Fern exists in two forms: the girl they remember and the version reconstructed from memory. The difference between those two is where the role lives.
She is warm, funny, and disarmingly direct. The kind of person who makes you feel seen immediately. But there’s also something else underneath: a quiet awareness, as if she understands more than she’d ever say out loud.
Supporting Role
Female, 50s
Type: Practical, emotionally contained, quietly intense
Comp: Margo Martindale
A local florist. Practical, no-nonsense core member of the community who becomes the emotional ignition point of the group.

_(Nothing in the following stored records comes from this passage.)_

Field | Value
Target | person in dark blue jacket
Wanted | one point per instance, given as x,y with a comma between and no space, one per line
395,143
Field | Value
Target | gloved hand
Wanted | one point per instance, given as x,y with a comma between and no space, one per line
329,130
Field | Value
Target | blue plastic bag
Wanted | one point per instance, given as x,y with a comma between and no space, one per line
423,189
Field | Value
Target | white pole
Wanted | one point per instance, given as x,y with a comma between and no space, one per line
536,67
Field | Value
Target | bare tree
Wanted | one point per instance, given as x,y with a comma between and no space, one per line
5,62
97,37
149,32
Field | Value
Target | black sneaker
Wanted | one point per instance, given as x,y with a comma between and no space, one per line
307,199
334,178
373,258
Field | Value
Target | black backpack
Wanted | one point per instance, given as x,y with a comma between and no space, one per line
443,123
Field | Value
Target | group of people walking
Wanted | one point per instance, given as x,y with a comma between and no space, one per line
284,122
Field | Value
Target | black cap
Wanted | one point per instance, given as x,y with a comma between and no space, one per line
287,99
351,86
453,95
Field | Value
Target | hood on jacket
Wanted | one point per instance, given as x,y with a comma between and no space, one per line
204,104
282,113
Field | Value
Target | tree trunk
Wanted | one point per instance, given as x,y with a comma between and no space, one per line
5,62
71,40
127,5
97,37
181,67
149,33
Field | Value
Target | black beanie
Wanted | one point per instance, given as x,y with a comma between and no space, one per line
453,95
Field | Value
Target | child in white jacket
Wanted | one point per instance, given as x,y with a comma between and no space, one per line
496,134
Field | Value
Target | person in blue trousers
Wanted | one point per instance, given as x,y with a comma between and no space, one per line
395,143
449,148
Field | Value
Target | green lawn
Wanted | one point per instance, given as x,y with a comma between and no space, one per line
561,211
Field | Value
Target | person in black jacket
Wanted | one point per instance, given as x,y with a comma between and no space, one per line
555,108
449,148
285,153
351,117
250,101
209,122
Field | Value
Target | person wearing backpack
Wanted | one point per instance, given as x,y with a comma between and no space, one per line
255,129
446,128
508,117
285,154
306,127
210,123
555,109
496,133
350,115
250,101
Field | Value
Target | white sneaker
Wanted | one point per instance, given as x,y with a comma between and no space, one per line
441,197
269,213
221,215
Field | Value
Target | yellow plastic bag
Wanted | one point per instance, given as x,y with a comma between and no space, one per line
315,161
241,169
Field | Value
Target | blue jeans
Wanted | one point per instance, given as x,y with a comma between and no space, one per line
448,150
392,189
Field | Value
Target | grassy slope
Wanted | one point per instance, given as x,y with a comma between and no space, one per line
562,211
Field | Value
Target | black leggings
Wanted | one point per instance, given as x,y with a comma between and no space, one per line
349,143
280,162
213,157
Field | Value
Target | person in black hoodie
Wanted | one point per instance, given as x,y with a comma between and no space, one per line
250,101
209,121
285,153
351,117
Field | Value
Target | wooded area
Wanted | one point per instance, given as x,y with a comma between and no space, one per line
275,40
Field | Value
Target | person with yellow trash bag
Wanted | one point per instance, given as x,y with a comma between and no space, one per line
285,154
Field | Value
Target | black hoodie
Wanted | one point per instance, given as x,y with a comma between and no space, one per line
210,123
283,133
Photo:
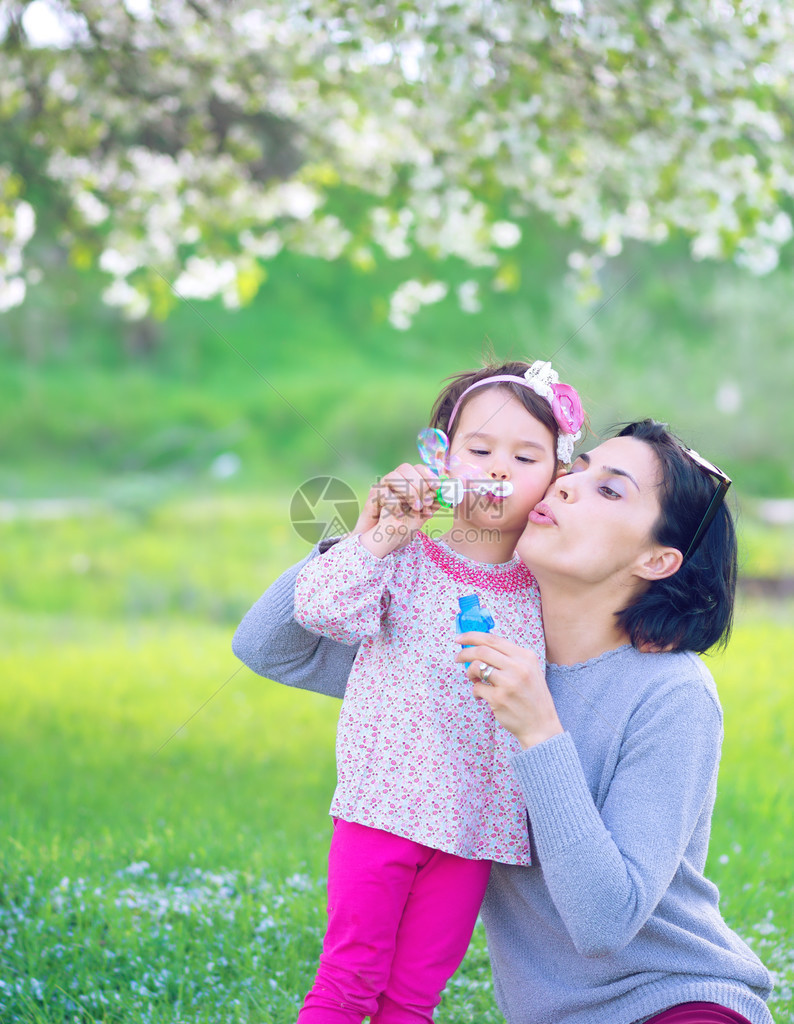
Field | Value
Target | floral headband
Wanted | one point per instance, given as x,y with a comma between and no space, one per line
566,404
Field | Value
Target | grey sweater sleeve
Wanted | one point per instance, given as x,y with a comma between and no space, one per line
273,644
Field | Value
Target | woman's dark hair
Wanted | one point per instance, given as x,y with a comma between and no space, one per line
694,608
537,407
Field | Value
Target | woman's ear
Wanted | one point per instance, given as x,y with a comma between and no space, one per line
660,563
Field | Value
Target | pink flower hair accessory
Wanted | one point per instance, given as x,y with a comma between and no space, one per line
565,401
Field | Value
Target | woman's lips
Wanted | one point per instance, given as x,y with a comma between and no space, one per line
542,515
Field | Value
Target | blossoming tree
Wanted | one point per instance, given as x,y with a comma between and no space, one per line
182,143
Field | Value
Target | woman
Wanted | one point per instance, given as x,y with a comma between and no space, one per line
634,551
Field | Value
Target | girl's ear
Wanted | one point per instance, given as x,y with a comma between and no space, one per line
660,563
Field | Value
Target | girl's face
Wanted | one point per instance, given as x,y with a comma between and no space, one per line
596,521
502,440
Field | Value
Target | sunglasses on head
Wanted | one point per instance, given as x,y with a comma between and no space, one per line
723,482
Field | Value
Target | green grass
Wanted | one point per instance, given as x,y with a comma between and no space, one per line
151,872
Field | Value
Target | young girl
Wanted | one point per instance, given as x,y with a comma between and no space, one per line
426,798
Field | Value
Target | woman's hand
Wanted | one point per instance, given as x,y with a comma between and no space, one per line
396,507
515,689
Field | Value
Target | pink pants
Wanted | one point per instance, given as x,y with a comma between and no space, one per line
698,1013
400,920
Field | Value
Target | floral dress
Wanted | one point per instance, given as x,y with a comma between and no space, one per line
417,756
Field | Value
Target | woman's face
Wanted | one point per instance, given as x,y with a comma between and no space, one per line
595,522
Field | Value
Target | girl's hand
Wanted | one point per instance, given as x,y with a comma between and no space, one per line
515,689
396,507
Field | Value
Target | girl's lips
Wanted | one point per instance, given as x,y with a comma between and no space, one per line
542,515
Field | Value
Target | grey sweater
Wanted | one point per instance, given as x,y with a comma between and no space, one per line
615,921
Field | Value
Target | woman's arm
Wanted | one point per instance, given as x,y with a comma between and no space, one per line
270,642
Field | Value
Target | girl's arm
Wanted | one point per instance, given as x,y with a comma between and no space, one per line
273,644
345,594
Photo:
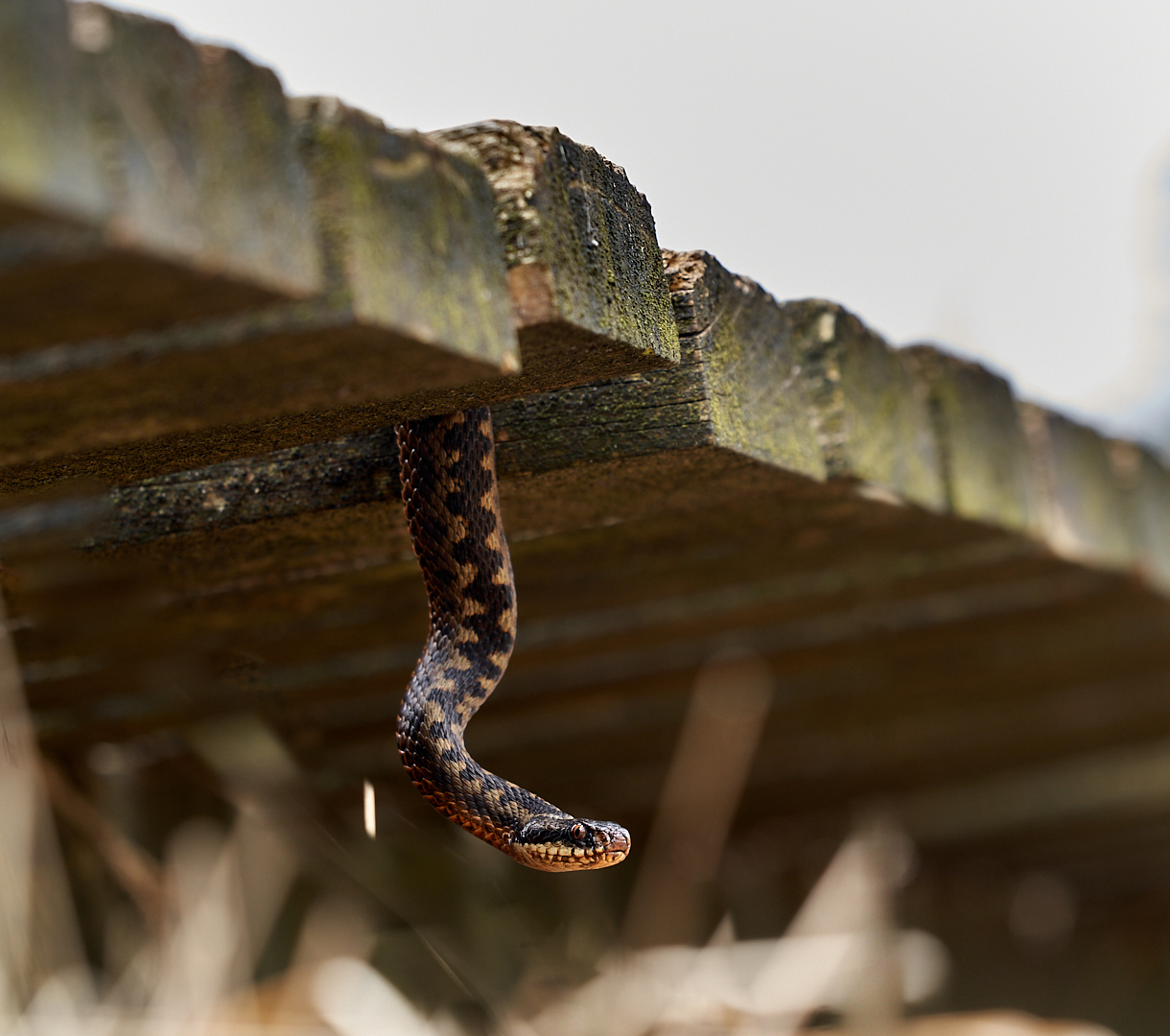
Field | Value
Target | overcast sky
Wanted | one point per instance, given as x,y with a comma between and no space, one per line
985,174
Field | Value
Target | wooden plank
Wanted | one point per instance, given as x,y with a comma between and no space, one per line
583,256
1083,509
181,160
48,169
983,449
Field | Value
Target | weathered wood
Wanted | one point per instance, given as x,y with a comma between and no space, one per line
415,304
583,256
980,442
1081,508
48,169
189,201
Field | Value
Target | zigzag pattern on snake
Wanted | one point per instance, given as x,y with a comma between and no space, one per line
453,511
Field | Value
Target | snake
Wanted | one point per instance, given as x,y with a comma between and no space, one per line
448,476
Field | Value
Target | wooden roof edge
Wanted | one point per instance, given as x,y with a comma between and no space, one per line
247,258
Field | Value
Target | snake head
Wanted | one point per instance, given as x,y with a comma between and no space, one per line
552,842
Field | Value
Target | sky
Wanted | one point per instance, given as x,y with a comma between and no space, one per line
988,175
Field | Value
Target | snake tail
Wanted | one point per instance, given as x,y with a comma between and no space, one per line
453,510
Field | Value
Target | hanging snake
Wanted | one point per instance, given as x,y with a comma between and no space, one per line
448,476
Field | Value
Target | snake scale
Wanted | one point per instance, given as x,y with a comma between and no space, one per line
448,477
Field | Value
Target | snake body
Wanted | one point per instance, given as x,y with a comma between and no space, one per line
453,511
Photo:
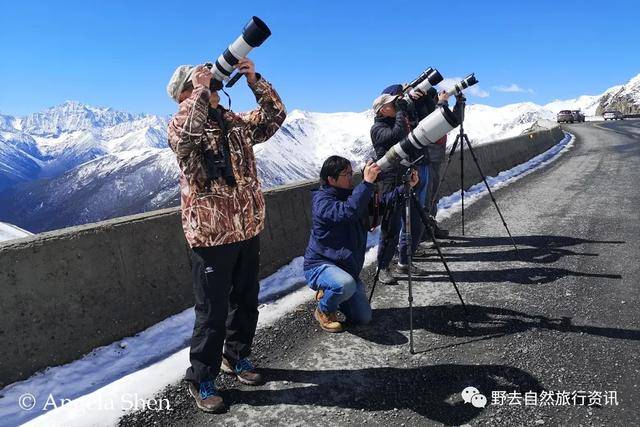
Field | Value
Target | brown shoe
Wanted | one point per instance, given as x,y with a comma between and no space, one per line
211,402
328,321
244,371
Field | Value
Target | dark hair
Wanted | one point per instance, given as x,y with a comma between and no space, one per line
332,168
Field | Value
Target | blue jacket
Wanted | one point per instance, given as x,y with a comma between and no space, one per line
340,222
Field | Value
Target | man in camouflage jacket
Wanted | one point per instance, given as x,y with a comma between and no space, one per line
222,217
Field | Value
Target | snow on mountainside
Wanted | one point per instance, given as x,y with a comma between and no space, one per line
75,163
72,116
10,232
625,99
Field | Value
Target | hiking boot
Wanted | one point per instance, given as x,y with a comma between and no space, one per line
244,371
207,397
328,321
415,270
439,233
421,252
386,277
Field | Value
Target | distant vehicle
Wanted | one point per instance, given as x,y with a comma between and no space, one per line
613,115
565,116
577,116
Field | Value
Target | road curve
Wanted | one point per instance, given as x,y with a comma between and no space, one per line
561,315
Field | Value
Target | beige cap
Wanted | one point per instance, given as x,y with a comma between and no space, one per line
383,99
178,80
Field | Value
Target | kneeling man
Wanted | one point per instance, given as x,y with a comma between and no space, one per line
335,254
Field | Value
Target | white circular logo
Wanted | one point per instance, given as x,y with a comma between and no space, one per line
27,401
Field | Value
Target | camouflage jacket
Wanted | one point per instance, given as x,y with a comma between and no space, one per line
214,213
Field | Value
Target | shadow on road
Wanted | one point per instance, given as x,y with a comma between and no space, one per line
481,323
522,276
535,241
431,391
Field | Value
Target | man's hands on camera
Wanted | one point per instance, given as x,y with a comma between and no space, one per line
201,76
248,68
443,96
416,94
371,172
414,179
401,104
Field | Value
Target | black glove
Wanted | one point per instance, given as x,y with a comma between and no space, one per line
401,104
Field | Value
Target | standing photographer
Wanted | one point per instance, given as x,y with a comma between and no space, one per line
222,215
391,125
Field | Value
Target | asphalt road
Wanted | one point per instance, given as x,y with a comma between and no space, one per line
559,316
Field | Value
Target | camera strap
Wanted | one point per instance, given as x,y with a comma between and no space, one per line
228,175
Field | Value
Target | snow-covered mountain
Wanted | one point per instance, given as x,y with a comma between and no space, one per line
75,163
10,232
625,99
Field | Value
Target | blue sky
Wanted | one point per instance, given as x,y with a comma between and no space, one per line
323,55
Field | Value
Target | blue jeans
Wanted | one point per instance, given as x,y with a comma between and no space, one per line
341,291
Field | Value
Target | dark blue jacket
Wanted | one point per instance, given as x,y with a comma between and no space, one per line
339,226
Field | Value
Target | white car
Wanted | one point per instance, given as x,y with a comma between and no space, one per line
613,115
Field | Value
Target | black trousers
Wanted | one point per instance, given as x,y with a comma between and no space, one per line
225,284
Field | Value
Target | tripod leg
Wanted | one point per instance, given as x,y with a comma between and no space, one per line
375,282
484,179
409,242
444,262
462,180
436,191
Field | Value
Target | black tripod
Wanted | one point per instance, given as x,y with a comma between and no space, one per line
409,200
461,138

Her shift from controlled grief to physical release changes the entire room.
Supporting Role
Female, 70s+
Type: Gentle, eerie, almost mythic
Comp: June Squibb type
She represents the town’s deeper belief system, the acceptance Marissa resists.
She’s kind, warm… and completely aligned with something unsettling.
Supporting Role
Female, late 20s
Type: Polished, composed
Comp: Rosamund Pike, specifically Amy Dunne from Gone Girl
Mary is Sean’s partner and everything Marissa is not. Where Marissa disrupts, Mary stabilizes. Where Marissa questions, Mary accepts.
She is effortlessly put-together, but that control isn’t superficial, it’s survival. Mary understands, on some level, how this town works. And she has chosen to align with it. She never raises her voice. Never loses composure. She doesn’t need to.
Day Player
Female, 40s-50s
She is polite, guarded, and immediately assessing. There’s no hostility at first, just distance. But the second Marissa pushes toward her daughter, the door slams shut.
Day Player
Female, 40s-60s
A local tourist with a sweet smile and sharp ears, always leaning in, never invited.
Day Player
Male, 40s-60s
A man who’s figured out pain can be controlled. Measured, intentional, almost calming.
Day Player
Female, 40s
Overwhelmed and leaking emotion, until the room teaches her how to contain it.
Day Player
Earnest, impulsive, and trying to be brave without understanding what anything costs yet.
Day Player
Sharp, restless, already halfway out the door, hungry for a life bigger than this town.
Day Player
Open, curious, and completely trusting. The version of her that still believes everything makes sense.